# Testing export class for Vertex AI Vector Search

In [1]:
!pwd

/home/jupyter/vector-io/notebooks


In [2]:
import os

root_path = '..'
os.chdir(root_path)
os.getcwd()

'/home/jupyter/vector-io'

In [55]:
# naming convention for all cloud resources
VERSION        = "pubv3"                     # TODO
PREFIX         = f'vvs-vectorio-{VERSION}'   # TODO

print(f"PREFIX = {PREFIX}")

PREFIX = vvs-vectorio-pubv3


## Load notebook config

> If already defined in quickstart notebook, define these vairables with the cell below

In [56]:
# staging GCS
GCP_PROJECTS             = !gcloud config get-value project
PROJECT_ID               = GCP_PROJECTS[0]

# GCS bucket and paths
BUCKET_NAME              = f'{PREFIX}-{PROJECT_ID}'
BUCKET_URI               = f'gs://{BUCKET_NAME}'

config = !gsutil cat {BUCKET_URI}/config/notebook_env.py
print(config.n)
exec(config.n)


PREFIX                   = "vvs-vectorio-pubv3"
VERSION                  = "pubv3"

PROJECT_ID               = "hybrid-vertex"
PROJECT_NUM              = "934903580331"

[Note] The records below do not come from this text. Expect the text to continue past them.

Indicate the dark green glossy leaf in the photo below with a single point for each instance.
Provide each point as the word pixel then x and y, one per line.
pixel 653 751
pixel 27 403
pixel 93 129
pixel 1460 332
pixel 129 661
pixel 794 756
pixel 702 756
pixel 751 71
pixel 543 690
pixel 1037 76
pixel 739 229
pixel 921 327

REGION                   = "us-central1"
BQ_REGION                = "US"

VERTEX_SA                = "934903580331-compute@developer.gserviceaccount.com"

VPC_NETWORK_NAME         = ""
VPC_NETWORK_FULL         = "None"

USE_PUBLIC_ENDPOINTS     = "True"

BUCKET_NAME              = "vvs-vectorio-pubv3-hybrid-vertex"
BUCKET_URI               = "gs://vvs-vectorio-pubv3-hybrid-vertex"

REMOTE_GCS_FOLDER        = "gs://vvs-vectorio-pubv3-hybrid-vertex/vvs-vectorio-pubv3/embedding_indexes/tmpig2laxe1/"

SO_PARQUET_GCS_DIR       = "gs://vvs-vectorio-pubv3-hybrid-vertex/emb_vector_parquet/so_0_1000_200/tmpnb32rkne/"

LOCAL_TEST_DIR           = "data/stack_overflow_parquet"
LOCAL_TEST_DATA_DIR      = "data/stack_overflow_parquet/files"

DIMENSIONS               = "768"

INDEX_DISPLAY_NAME       = "soverflow_vvs_vectorio_pubv3"

## Imports

In [57]:
import pandas as pd
import numpy as np
import itertools
import time 
import json
import uuid

from pprint import pprint

from google.cloud import aiplatform as aip
from google.cloud import storage
from google.cloud import bigquery

# logging
import logging
logging.disable(logging.WARNING)

#python warning 
import warnings
warnings.filterwarnings("ignore")

print(f'BigQuery SDK version      : {bigquery.__version__}')
print(f'Vertex AI SDK version     : {aip.__version__}')
print(f'Cloud Storage SDK version : {storage.__version__}')

BigQuery SDK version      : 3.15.0
Vertex AI SDK version     : 1.39.0
Cloud Storage SDK version : 2.14.0


### init Google Cloud SDK clients

In [58]:
# cloud storage client
storage_client = storage.Client(project=PROJECT_ID)

# Vertex client
aip.init(project=PROJECT_ID, location=REGION)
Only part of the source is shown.